In The Eichholz Law Firm PC v. Tate Law Group LLC, 2011 Ga. App. LEXIS 671; 2011 Fulton County D. Rep. 2400 (2011), the two named firms entered into a fee sharing agreement in the representation of a number of clients in a group of product liability actions involving oral sodium phosphate (OSP).  The OSP Agreement provided that the two firms would share all fees on a 50-50 basis.  Eichholz was indicted on various Federal charges, and all the clients chose to go with Tate Law Group, LLC (“Tate”).  At this point, no settlement offers had been made and no contingencies had been satisfied. 

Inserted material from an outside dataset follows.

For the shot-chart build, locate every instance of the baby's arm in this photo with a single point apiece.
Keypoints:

After termination, Eichholz assigned its half interest in the fee to Weinstock & Scavo (W&S).  Each firm sought to enforce the assignment and claimed entitled to split the contingency fee earned by Tate after a settlement.  The Court of Appeals held against Eichholz and W&S on the fee agreement, but held that Eichholz could recover in quantum meruit for any work it performed for Tate towards the joint venture.

This case quoted some pretty standard black letter law in support of its holding.  The client must agree to the sharing of fees. Rule 1.5(e)(2).  Given the termination of Eichholz by the client, allowing fees to be split when the contingency was not earned would violate the right to the client to such consent and violate public policy.  Moreover, W&S’s assignment was made by Eichholz who had no right to the fee, and thus could not assign that which it did not own.

The lesson is a standard continuation of basic rules, even in a slightly unusual set of circumstances.